- Classification: Division I
- Season: 2019–20
- Teams: 8
- Site: Orleans Arena Paradise, Nevada

= 2020 WAC women's basketball tournament =

The 2020 WAC women's basketball tournament was a postseason women's basketball tournament for the Western Athletic Conference during the 2019–20 season. All tournament games were set to play at the Orleans Arena in Paradise, Nevada, from March 11–14, 2020. The tournament champion would have received the WAC's automatic bid to the 2020 NCAA women's tournament.

==Seeds==
Eight of the 9 teams in the WAC are eligible to compete in the conference tournament. California Baptist is ineligible due to their transition from Division II to Division I. Teams will be seeded by record within the conference, with a tiebreaker system to seed teams with identical conference records.

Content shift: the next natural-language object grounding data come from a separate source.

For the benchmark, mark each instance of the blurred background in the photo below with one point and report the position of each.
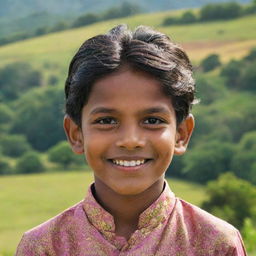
(39, 174)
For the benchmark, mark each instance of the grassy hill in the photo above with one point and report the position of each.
(230, 39)
(27, 201)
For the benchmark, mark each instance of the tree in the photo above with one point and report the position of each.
(30, 163)
(220, 11)
(86, 19)
(207, 161)
(40, 117)
(187, 17)
(249, 235)
(248, 77)
(210, 62)
(244, 161)
(14, 145)
(62, 154)
(232, 72)
(16, 79)
(226, 196)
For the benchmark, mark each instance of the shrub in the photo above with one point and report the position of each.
(85, 20)
(14, 145)
(207, 161)
(220, 11)
(5, 168)
(225, 197)
(62, 154)
(210, 62)
(170, 21)
(187, 17)
(6, 114)
(232, 72)
(30, 163)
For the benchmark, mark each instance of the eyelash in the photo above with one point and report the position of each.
(98, 121)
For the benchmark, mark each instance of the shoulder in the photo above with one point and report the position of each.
(213, 232)
(40, 238)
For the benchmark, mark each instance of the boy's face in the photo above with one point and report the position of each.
(128, 132)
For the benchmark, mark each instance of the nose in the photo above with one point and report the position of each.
(131, 138)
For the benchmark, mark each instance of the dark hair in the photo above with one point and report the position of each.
(144, 49)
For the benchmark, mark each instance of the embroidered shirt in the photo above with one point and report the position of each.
(169, 227)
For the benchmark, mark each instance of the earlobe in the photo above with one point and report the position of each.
(184, 132)
(74, 135)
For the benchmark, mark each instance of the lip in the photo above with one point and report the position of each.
(130, 169)
(130, 158)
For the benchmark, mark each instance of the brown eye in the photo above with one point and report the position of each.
(153, 120)
(106, 120)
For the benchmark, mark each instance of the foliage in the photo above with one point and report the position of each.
(210, 62)
(241, 74)
(6, 114)
(249, 235)
(220, 11)
(62, 154)
(86, 19)
(5, 167)
(30, 163)
(231, 199)
(187, 17)
(209, 89)
(17, 78)
(14, 145)
(244, 161)
(207, 161)
(42, 117)
(232, 73)
(124, 10)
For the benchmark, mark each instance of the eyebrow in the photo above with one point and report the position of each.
(152, 110)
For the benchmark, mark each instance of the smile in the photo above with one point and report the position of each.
(129, 163)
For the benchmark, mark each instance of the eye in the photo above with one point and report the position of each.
(106, 120)
(153, 120)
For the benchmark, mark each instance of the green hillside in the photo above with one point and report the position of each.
(231, 39)
(27, 201)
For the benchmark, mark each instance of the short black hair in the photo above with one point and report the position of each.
(143, 49)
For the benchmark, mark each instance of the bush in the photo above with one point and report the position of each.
(232, 72)
(30, 163)
(244, 161)
(14, 145)
(248, 77)
(187, 17)
(207, 161)
(226, 196)
(18, 78)
(42, 117)
(210, 62)
(249, 235)
(220, 11)
(62, 154)
(5, 168)
(170, 21)
(6, 114)
(85, 20)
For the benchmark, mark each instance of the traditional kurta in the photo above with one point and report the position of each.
(170, 226)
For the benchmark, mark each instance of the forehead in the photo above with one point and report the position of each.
(128, 89)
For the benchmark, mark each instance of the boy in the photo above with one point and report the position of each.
(128, 101)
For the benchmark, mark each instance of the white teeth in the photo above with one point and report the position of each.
(129, 163)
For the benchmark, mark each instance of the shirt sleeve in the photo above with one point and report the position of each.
(29, 247)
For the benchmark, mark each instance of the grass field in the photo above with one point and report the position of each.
(29, 200)
(230, 39)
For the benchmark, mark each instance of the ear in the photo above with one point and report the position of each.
(74, 135)
(183, 134)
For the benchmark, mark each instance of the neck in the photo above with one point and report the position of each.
(126, 209)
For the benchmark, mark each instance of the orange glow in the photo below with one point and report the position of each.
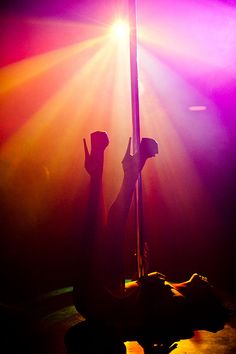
(50, 101)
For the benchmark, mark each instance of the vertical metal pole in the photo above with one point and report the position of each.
(136, 135)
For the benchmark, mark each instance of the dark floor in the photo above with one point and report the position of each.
(40, 329)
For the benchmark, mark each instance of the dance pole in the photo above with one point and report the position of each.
(138, 204)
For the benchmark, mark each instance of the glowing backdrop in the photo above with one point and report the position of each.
(63, 77)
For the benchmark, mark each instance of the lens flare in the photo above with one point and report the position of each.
(120, 29)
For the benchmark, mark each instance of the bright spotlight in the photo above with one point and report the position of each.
(120, 29)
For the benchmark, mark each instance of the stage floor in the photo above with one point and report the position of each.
(41, 330)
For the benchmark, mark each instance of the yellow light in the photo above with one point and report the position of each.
(120, 29)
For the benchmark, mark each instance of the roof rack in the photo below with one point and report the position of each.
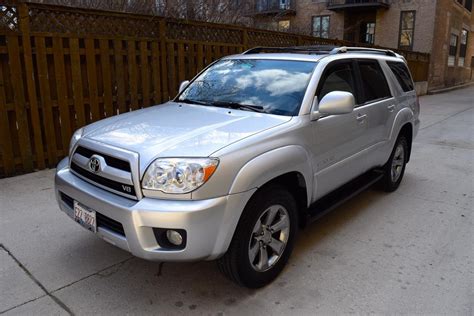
(345, 49)
(321, 49)
(318, 49)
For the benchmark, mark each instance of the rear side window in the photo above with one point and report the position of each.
(338, 77)
(402, 74)
(374, 83)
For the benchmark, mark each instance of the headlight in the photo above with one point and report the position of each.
(178, 175)
(74, 139)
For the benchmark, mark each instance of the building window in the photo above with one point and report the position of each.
(284, 25)
(320, 27)
(407, 29)
(468, 5)
(463, 48)
(370, 33)
(453, 49)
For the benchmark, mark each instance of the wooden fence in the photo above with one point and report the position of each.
(62, 68)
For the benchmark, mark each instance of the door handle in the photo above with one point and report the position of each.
(361, 117)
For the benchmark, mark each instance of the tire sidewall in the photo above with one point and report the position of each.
(391, 185)
(253, 211)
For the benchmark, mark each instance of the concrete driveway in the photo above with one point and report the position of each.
(406, 252)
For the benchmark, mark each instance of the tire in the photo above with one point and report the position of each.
(394, 169)
(237, 263)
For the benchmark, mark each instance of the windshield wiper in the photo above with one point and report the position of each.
(236, 105)
(190, 101)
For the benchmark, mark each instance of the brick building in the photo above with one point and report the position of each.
(443, 28)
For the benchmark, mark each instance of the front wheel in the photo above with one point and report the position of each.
(263, 240)
(395, 167)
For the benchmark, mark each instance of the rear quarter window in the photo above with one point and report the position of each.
(374, 83)
(402, 74)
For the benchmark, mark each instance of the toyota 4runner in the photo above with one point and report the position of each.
(250, 149)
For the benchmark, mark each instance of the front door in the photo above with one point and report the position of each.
(339, 140)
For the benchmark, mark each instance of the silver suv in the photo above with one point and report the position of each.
(251, 149)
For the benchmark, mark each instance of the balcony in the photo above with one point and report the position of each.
(272, 7)
(338, 5)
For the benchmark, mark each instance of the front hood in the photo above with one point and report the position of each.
(179, 130)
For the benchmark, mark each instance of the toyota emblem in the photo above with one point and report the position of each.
(94, 164)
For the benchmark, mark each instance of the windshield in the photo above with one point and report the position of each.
(270, 86)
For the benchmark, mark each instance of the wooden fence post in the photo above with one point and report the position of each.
(245, 39)
(164, 63)
(30, 83)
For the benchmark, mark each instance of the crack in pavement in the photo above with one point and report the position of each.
(93, 274)
(60, 288)
(37, 282)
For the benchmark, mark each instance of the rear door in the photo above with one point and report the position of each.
(379, 104)
(339, 140)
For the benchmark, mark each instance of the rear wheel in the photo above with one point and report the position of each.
(394, 169)
(263, 240)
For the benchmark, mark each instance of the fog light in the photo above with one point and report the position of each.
(174, 237)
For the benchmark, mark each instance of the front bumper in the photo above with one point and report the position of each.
(209, 224)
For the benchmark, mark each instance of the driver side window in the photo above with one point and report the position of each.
(338, 77)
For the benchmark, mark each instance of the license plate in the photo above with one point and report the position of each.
(85, 216)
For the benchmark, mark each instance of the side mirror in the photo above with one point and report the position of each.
(337, 102)
(183, 85)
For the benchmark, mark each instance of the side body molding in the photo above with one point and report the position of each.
(269, 165)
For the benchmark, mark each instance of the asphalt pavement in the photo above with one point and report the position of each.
(408, 252)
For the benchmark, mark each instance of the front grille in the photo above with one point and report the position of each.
(111, 161)
(102, 220)
(126, 189)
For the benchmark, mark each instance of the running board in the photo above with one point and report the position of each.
(339, 196)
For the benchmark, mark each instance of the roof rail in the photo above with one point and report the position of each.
(321, 49)
(345, 49)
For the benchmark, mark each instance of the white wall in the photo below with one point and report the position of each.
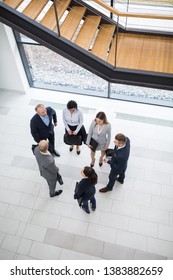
(12, 74)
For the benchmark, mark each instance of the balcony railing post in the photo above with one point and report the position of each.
(56, 15)
(116, 43)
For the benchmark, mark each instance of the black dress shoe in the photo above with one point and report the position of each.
(55, 153)
(103, 190)
(121, 182)
(56, 193)
(71, 148)
(92, 164)
(59, 179)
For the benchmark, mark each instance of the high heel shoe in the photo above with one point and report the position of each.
(100, 161)
(92, 164)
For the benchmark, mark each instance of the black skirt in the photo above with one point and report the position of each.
(81, 132)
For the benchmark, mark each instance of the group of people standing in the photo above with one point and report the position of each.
(98, 139)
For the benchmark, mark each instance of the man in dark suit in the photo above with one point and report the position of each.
(118, 161)
(47, 167)
(42, 126)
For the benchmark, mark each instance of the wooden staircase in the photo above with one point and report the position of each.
(85, 29)
(89, 38)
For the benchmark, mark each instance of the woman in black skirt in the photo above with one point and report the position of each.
(73, 122)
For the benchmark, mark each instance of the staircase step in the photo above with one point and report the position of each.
(34, 8)
(111, 57)
(103, 40)
(72, 20)
(49, 20)
(87, 31)
(13, 4)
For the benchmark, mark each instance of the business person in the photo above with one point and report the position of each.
(42, 126)
(118, 163)
(86, 189)
(47, 167)
(73, 122)
(100, 131)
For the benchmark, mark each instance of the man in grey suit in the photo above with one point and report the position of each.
(47, 167)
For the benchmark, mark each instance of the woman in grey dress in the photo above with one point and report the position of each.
(100, 131)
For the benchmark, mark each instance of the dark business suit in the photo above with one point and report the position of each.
(40, 131)
(118, 164)
(87, 190)
(48, 169)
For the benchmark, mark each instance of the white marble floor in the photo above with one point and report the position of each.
(134, 221)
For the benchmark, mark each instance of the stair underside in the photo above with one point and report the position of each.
(93, 34)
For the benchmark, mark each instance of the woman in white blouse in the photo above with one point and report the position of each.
(100, 131)
(73, 122)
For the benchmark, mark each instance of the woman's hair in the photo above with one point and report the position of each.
(72, 105)
(91, 175)
(102, 116)
(120, 138)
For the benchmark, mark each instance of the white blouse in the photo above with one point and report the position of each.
(72, 119)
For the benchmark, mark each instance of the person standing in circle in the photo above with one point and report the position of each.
(100, 131)
(73, 122)
(42, 126)
(86, 189)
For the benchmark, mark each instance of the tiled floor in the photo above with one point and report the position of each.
(134, 221)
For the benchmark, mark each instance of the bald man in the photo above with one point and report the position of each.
(42, 126)
(47, 167)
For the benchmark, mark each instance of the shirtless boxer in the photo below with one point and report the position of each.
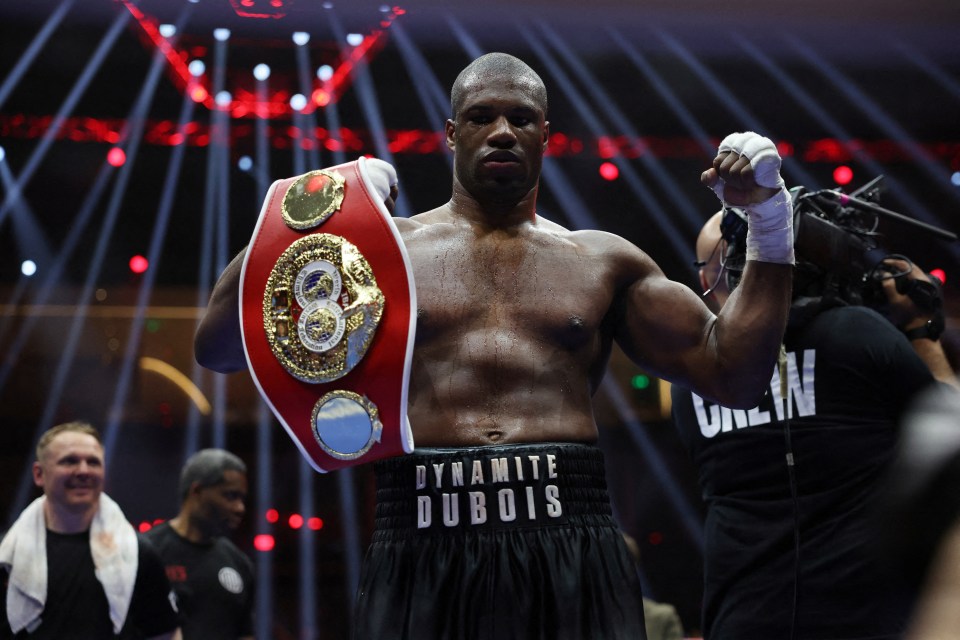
(499, 525)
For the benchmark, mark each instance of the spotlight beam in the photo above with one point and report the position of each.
(263, 501)
(878, 116)
(605, 102)
(154, 256)
(211, 264)
(56, 389)
(650, 204)
(367, 95)
(940, 76)
(830, 124)
(435, 101)
(307, 548)
(76, 92)
(308, 124)
(38, 42)
(697, 132)
(733, 104)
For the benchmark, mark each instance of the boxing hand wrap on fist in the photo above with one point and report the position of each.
(770, 222)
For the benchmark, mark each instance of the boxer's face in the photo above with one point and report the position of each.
(70, 471)
(221, 506)
(499, 137)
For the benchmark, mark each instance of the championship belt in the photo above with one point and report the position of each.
(328, 315)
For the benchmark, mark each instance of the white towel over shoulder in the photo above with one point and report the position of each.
(23, 552)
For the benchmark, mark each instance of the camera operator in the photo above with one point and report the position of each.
(788, 484)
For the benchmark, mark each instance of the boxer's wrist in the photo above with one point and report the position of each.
(770, 230)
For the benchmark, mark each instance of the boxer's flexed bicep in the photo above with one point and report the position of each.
(664, 328)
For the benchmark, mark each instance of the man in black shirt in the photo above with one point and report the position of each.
(213, 579)
(74, 567)
(789, 484)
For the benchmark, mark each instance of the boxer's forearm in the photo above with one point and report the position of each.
(218, 344)
(749, 330)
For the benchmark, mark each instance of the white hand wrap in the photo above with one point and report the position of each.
(770, 223)
(382, 176)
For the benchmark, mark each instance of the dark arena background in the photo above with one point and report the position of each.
(137, 140)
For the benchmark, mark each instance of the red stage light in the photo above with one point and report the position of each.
(263, 542)
(138, 264)
(609, 171)
(842, 174)
(116, 157)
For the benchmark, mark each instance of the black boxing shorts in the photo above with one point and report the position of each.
(497, 542)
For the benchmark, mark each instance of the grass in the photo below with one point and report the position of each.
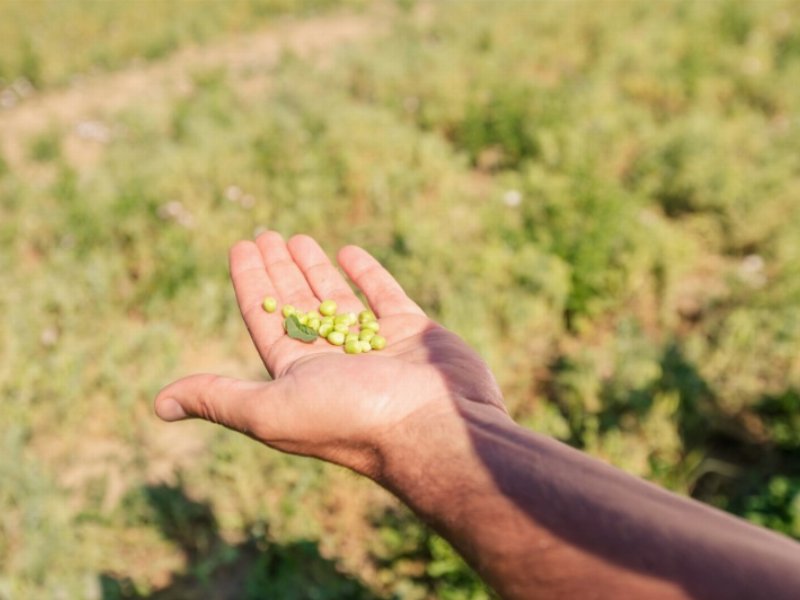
(606, 197)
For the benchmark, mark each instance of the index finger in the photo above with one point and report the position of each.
(252, 284)
(384, 294)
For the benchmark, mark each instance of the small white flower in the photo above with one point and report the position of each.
(233, 193)
(49, 337)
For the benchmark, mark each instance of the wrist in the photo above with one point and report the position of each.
(426, 455)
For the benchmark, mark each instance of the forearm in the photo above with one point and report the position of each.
(538, 519)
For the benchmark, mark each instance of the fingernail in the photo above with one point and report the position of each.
(170, 410)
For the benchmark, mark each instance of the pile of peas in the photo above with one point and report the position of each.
(336, 327)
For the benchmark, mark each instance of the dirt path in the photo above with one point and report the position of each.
(81, 108)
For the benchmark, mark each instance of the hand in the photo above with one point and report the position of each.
(322, 402)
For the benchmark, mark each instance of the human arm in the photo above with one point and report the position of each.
(425, 419)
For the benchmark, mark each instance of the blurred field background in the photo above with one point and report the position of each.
(602, 197)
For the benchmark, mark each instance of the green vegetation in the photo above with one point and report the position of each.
(49, 42)
(603, 203)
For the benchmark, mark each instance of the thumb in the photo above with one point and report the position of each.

| Seed | School | Conference | Tiebreaker | Tiebreaker 2 |
|---|---|---|---|---|
| 1 | Kansas City | 13–3 |  |  |
| 2 | Utah Valley | 9–6 |  |  |
| 3 | Grand Canyon | 10–6 |  |  |
| 4 | UT Rio Grande | 8–8 |  |  |
| 5 | New Mexico State | 8–8 |  |  |
| 6 | CSU Bakersfield | 8–8 |  |  |
| 7 | Seattle | 6–9 |  |  |
| 8 | Chicago State | 1–13 |  |  |

==Schedule and results==

Game: Time; Matchup; Score; Television
Quarterfinals – Wednesday March 11
1: Noon; No. 1 Kansas City vs No. 8 Chicago State; 86–52; ESPN+
2: 2:30 pm; No. 4 UT Rio Grande vs. No. 5 New Mexico State; 61–73
3: 6:00 pm; No. 2 Utah Valley vs. No. 7 Seattle; 48–61
Quarterfinals – Thursday March 12
4: 9:30 am; No. 3 Grand Canyon vs. No. 6 Bakersfield; cancelled; ESPN+
Semifinals – Friday, March 13
5: Noon; No. 1 Kansas City vs. No. 5 New Mexico State; cancelled
6: 2:30 pm; No. 7 Seattle vs. Game 4 winner
Final – Saturday, March 14
7: 2:00 pm; Game 5 winner vs. Game 6 winner; cancelled
Game times in PDT. Rankings denote tournament seed.